When I first began life coaching in the ‘90s, I thought that helping people related to giving advice. However, once I underwent education and training in regards to clinical practice within the field of mental, emotional, and behavioral health care, I learned otherwise.


By “advice,” I’m referring to guidance or recommendations offered with regard to prudent future action. Unsurprisingly, many people seek the services of clinicians with the intention of receiving instruction about what should, must, or ought to be done in one’s life.


As a practitioner of Rational Emotive Behavior Therapy (REBT), I generally steer clear of self-contradiction related to demandingness. Allow me to explain using the following hypothetical conversation:


Client X: I’m at a crossroads in my life and don’t know which path to take. From where I’m standing, there are so many options and I get overwhelmed with what I should do. I just need someone to tell me, “Go that way,” or, “You ought to do this” thing or another. You know?


Me: I wonder about what you would learn from me if I were to push upon you what I think is good, bad, right, wrong, or otherwise. For instance, if I said, “Here’s what you must do, go down this path,” or whatever, do you think you’d learn to become independent and form self-reliance?

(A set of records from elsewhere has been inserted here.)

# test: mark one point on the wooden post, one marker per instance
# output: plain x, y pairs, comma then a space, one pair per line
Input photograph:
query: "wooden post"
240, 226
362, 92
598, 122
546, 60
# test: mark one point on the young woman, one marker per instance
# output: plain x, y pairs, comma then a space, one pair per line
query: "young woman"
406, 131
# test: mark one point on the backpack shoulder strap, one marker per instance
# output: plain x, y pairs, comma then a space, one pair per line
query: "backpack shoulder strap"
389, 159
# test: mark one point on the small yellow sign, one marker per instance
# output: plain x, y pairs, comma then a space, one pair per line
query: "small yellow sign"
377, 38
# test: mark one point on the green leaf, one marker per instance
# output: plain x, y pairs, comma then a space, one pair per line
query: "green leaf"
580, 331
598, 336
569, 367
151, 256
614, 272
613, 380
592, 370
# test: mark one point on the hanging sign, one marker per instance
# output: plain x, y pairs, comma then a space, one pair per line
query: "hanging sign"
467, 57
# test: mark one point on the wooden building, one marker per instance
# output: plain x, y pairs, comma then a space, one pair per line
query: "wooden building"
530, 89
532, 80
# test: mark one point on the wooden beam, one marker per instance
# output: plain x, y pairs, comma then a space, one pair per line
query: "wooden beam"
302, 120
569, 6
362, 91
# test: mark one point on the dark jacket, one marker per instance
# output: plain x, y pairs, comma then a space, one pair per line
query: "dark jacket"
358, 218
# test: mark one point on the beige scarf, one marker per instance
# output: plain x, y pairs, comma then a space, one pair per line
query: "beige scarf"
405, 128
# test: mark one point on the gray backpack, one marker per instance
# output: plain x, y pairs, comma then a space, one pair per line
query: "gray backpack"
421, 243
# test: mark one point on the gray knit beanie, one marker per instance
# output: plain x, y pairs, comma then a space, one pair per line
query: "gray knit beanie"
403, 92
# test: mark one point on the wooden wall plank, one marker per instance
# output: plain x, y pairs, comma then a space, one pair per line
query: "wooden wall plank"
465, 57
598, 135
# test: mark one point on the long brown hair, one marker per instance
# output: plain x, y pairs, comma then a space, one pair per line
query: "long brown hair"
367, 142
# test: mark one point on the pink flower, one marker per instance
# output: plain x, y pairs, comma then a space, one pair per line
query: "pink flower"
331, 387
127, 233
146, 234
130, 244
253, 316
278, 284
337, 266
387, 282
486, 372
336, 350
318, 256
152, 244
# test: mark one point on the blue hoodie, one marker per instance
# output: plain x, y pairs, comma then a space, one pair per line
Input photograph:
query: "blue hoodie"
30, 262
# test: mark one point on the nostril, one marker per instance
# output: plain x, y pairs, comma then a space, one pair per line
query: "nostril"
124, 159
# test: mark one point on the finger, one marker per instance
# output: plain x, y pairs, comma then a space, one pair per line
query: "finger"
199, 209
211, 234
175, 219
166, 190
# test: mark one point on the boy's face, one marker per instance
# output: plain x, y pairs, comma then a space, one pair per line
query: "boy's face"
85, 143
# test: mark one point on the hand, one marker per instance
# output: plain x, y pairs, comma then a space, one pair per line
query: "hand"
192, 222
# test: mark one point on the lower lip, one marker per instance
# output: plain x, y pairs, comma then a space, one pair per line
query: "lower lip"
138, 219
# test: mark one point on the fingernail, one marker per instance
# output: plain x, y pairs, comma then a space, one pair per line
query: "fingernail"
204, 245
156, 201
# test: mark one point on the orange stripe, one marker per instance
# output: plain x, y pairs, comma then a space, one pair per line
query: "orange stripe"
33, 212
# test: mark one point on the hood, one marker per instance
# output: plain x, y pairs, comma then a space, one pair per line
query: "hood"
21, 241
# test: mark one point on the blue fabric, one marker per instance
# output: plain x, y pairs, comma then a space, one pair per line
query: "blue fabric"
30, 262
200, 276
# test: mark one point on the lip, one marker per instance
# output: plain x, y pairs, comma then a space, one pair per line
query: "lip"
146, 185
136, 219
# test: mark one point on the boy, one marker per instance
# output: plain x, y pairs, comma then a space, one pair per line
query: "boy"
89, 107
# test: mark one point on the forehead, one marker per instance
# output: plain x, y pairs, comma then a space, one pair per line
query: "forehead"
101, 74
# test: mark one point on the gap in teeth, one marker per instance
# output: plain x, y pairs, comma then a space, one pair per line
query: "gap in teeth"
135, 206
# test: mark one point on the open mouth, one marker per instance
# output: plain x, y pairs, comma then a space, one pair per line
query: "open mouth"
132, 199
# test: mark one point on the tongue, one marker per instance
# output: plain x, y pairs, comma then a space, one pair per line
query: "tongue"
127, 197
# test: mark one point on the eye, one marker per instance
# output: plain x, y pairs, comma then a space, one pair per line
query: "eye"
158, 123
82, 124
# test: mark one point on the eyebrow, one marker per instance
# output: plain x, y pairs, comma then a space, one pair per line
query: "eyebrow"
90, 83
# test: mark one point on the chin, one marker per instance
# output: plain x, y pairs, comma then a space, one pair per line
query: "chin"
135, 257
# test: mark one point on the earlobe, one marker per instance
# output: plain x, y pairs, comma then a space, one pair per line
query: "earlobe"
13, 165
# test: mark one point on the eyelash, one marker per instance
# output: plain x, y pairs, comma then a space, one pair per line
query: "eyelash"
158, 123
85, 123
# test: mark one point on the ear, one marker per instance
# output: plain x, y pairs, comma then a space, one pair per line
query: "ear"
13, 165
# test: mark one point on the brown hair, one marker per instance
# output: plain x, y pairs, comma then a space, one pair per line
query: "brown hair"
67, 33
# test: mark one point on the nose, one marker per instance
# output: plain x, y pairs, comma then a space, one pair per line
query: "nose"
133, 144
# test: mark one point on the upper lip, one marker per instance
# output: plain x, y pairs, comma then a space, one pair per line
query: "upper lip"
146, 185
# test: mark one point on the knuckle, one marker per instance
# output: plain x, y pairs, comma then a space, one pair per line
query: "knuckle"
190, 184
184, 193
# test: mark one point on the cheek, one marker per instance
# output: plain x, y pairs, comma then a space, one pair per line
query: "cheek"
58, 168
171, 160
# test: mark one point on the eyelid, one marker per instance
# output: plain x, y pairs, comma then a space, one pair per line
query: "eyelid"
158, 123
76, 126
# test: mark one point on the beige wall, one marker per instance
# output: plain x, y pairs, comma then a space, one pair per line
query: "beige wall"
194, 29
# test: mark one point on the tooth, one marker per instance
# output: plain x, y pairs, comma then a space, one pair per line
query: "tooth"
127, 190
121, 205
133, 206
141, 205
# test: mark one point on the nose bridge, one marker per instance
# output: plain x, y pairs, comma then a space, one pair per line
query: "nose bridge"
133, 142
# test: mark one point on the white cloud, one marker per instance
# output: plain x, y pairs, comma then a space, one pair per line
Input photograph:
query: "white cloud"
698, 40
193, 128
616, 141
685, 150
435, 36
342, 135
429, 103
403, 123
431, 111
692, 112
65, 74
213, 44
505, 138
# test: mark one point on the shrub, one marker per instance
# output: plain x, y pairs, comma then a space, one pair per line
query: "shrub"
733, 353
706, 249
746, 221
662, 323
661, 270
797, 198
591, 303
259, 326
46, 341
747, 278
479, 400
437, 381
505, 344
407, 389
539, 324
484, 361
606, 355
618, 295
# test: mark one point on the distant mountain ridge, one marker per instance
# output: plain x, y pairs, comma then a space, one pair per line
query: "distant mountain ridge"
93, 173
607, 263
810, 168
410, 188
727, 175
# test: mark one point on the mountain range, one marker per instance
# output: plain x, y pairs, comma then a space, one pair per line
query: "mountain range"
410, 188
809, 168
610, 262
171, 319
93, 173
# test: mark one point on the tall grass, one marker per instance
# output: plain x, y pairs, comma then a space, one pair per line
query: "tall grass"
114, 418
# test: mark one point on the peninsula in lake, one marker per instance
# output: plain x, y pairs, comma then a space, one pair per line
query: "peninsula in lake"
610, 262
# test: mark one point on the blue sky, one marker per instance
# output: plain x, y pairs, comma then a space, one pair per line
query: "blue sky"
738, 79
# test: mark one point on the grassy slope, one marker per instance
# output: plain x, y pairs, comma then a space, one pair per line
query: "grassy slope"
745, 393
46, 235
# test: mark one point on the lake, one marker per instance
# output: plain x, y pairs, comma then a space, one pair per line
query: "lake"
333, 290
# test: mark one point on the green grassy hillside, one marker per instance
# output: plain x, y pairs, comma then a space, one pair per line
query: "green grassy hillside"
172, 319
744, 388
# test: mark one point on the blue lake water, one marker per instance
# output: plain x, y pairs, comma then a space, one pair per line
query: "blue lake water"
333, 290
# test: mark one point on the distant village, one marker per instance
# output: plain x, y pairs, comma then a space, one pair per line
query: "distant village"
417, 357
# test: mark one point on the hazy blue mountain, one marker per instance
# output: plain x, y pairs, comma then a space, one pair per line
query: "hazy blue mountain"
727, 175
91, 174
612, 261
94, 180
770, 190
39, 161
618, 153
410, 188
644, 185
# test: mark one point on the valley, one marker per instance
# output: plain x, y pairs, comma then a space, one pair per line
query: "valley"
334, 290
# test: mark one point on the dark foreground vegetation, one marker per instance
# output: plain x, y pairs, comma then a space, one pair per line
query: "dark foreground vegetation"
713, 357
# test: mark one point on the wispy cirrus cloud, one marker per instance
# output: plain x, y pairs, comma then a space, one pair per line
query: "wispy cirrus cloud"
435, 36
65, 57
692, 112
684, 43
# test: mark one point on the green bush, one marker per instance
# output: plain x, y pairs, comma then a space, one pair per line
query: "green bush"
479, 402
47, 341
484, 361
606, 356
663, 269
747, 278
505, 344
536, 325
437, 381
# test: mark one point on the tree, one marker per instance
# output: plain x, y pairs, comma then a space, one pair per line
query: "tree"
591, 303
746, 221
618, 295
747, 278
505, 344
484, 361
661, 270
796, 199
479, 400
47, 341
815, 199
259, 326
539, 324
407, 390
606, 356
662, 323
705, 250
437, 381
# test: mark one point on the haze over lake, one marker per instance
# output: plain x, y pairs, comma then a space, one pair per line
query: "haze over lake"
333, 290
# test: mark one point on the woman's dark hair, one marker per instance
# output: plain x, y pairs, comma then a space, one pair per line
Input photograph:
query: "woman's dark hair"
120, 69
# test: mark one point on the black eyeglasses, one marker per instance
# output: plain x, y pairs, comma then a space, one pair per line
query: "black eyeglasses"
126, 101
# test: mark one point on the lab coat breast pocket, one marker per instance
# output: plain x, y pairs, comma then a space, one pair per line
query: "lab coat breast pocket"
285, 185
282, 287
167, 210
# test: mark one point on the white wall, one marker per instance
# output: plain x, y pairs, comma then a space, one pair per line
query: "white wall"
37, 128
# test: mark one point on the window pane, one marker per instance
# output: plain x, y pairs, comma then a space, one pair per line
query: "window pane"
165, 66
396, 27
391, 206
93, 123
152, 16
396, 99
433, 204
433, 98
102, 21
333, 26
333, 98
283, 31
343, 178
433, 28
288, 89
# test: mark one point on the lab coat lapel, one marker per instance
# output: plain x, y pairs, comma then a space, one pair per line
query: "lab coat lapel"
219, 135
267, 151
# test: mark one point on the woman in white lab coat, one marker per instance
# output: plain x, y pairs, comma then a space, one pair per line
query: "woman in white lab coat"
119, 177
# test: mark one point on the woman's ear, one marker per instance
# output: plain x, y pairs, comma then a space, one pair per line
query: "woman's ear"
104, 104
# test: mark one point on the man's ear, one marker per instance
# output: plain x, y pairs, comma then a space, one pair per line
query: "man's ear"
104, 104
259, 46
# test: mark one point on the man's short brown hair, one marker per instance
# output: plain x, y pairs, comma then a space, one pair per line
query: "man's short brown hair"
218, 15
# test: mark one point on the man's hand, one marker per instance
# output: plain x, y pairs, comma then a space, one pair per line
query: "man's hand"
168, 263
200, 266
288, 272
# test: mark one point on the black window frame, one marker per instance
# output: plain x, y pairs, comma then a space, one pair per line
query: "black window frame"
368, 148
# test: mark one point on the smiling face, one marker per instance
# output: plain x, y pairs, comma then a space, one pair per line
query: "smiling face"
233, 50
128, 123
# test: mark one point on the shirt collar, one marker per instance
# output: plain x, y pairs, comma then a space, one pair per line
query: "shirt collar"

Client X: I guess when you put it that way, no. But, it’s so hard to know what to do!


Me: I agree that many instances with which we’re presented in life are difficult, no doubt. Still, I invite you to think about how I challenge should, must, and ought-type demands. I’d behave in a hypocritical fashion by going against what I teach you if I were to simply give you advice.


Client X: That makes sense. I guess I’ll ultimately have to figure out what to do.


Me: By doing so, you can become empowered to begin handling problems on your own and through use of REBT tools.


Working with me, I find that some clients wind up disappointed by their irrational beliefs about how they imagine therapy should function. They seek out a professional with the intention of receiving definitive direction from me.


Once I clarify my role in the therapeutic relationship, I encourage clients to consider the role they play. Namely, I advocate personal responsibility and accountability.


As one can imagine in a society which heavily favors victimhood narratives, my advocacy for personal ownership isn’t always appreciated. Admittedly, I’ve lost some clients due to their rigid terms of service regarding how I apparently must behave as a psychotherapist.


Moreover, I come across the occasional person who engages my services with an inevitable outcome stemming from the rejection of help for which one seeks. I imagine the reader has some familiarity with people like this in your own life.


Colloquially, this sort of person is known as an “askhole.” One source defines this as a “person who constantly asks for your advice, yet ALWAYS does the complete opposite of what you told them to do.”


In the realm of mental health, this type of individual is referred to as a “help-rejecting complainer.” One source identifies this term as relating to “someone who directly or indirectly asks for help. A lot. Constantly. Then they refuse the help that is offered.”


The difference between an askhole and help-rejecting complainer is subtle. The former—associated with the derogatory term “asshole”—indicates an advice-seeking individual and the latter relates to a help-seeking person. This is essentially a distinction without a difference.


Because I don’t issue advice when promoting REBT in my personal or professional life, I find that help-rejecting complainers have a particularly difficult time with their inflexible beliefs about how psychotherapy ought to function.


To elucidate my point, consider the following hypothetical conversation, which is a continuation of the previous imaginary discussion with client X:


Client X: You know, even though it makes sense that I could eventually use REBT tools on my own, I’m paying you to help me. It isn’t helpful to basically hit the ball pack to my court and expect that I will learn by challenging myself. I need help!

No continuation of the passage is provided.